POPE.My Lord of Lorrain, wilt please you draw near?FAUSTUS.Fall to, and the Devil choke you an you spare!POPE.How now! Who's that which spake?—Friars, look
about.(65)FIRST FRIAR.Here's nobody, if it like your Holiness.POPE.My lord, here is a dainty dish was sent me from the
Bishop of Milan.FAUSTUS.I thank you, sir.

[Snatches the dish.]

Hence, Faustus takes the Pope's food and drink just to be spiteful and basically to merely please himself and the devil, and for the sake of taking it even without needing it. Remember also how Faustus's search for power always ends up nowhere, and that his actions are always worthless. 

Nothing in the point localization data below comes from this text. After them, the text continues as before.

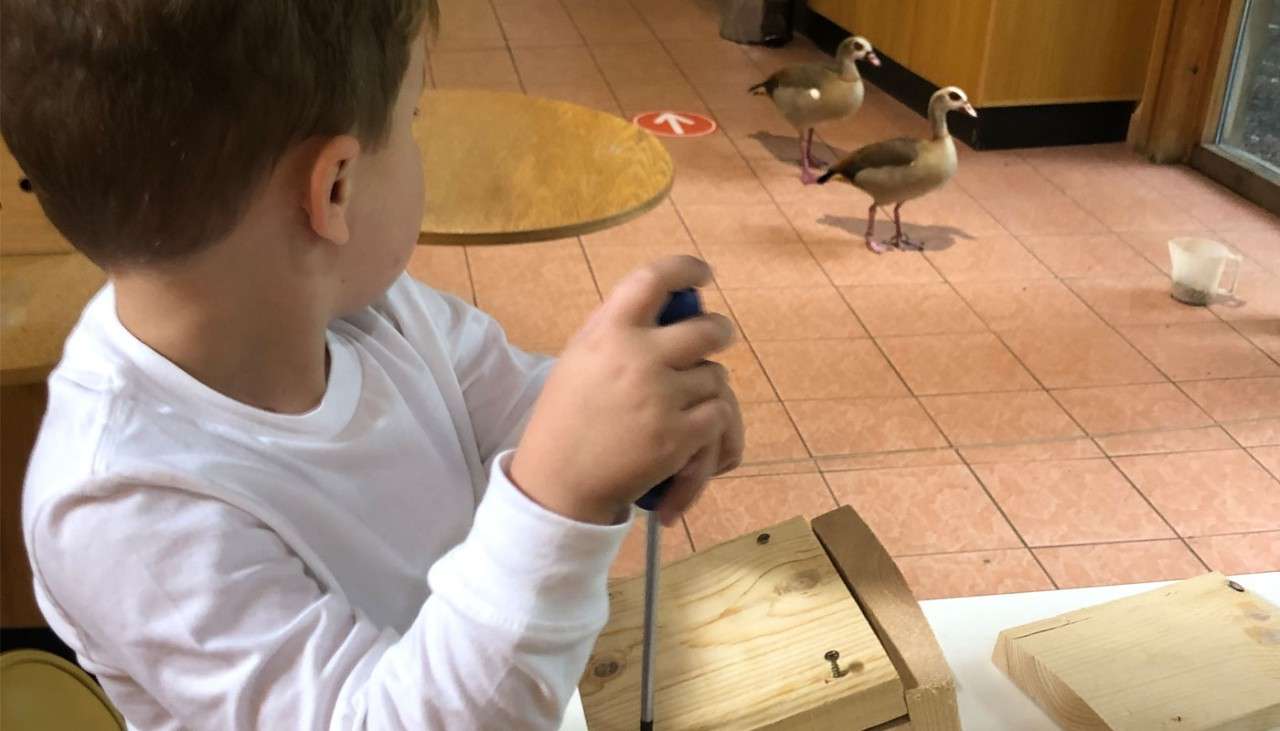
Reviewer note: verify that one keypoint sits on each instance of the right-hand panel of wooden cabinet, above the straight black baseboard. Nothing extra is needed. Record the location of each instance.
(1057, 52)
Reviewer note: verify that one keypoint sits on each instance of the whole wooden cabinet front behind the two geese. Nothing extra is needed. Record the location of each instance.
(1012, 53)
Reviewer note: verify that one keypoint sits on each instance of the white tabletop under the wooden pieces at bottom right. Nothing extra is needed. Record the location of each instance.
(967, 631)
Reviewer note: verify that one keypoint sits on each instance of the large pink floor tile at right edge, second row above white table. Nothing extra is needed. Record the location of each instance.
(1206, 494)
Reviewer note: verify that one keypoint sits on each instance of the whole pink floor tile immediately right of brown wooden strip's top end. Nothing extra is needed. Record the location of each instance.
(925, 510)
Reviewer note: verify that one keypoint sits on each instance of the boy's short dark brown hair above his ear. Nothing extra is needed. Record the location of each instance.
(145, 126)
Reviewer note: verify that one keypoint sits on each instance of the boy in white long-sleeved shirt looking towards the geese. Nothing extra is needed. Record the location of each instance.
(276, 485)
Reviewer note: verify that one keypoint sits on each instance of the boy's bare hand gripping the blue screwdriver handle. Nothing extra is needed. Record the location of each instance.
(630, 404)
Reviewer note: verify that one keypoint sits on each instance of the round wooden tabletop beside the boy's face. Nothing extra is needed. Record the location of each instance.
(506, 168)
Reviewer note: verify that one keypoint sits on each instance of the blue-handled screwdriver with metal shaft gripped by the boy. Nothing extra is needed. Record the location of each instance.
(683, 305)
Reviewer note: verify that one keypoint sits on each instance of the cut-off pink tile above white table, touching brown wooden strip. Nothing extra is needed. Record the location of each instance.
(976, 574)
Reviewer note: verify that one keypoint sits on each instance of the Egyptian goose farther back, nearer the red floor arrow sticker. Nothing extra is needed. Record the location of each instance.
(812, 94)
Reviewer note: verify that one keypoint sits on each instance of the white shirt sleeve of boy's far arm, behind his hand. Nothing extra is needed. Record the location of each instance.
(500, 382)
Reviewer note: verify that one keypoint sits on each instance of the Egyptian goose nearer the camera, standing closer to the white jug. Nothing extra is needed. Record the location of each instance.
(899, 171)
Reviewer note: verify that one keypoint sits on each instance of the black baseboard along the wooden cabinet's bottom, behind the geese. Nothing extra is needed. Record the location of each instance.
(996, 127)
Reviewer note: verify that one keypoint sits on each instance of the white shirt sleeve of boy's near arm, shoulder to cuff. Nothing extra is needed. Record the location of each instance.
(211, 614)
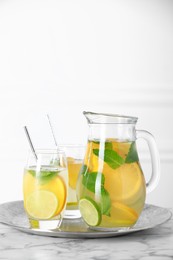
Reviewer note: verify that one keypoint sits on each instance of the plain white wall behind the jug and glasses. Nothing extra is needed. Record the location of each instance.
(65, 56)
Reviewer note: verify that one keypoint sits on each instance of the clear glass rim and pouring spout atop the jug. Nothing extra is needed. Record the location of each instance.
(102, 118)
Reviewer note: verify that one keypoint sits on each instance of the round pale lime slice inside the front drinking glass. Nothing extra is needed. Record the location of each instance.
(41, 204)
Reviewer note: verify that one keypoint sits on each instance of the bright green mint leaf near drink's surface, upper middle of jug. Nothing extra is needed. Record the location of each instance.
(112, 158)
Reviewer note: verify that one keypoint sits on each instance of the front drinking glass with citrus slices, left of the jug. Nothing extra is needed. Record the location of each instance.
(45, 188)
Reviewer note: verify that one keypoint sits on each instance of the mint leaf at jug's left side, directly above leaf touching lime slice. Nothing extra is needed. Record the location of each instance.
(90, 182)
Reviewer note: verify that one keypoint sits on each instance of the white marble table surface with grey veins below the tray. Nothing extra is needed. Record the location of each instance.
(156, 243)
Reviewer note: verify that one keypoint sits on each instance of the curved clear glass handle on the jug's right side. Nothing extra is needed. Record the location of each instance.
(155, 176)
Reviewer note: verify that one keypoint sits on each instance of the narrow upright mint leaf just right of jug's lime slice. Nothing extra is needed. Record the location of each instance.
(105, 202)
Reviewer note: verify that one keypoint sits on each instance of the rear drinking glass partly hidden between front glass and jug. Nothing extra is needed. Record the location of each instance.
(75, 155)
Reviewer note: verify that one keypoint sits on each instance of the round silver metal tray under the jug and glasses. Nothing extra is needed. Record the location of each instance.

In the end of the scene, he gets cursed as a "ghost" that suddenly has come to bother the Pope. This cursing is funny and would have gotten Marlowe in a lot of trouble. Not only does Faustus and Mephistophilis beat the friars, but they do this after a lot of religious jargon is used in the dialogue

Cursed be he that stole away his holiness' meat from the table! Maledicat Dominus 

Cursed be he that struck his holiness a blow on the face! Maledicat Dominus!...

Cursed be he that took away his holiness' wine! Maledicat Dominus! Et omnes sancti! Amen!

Therefore, the gluttony occurs with the taking of other people's things just to indulge in them for no purpose at all. It is normal for Faustus, since his character has no real purpose but to waste time in follies. However, the scene makes for a very quick and fun read.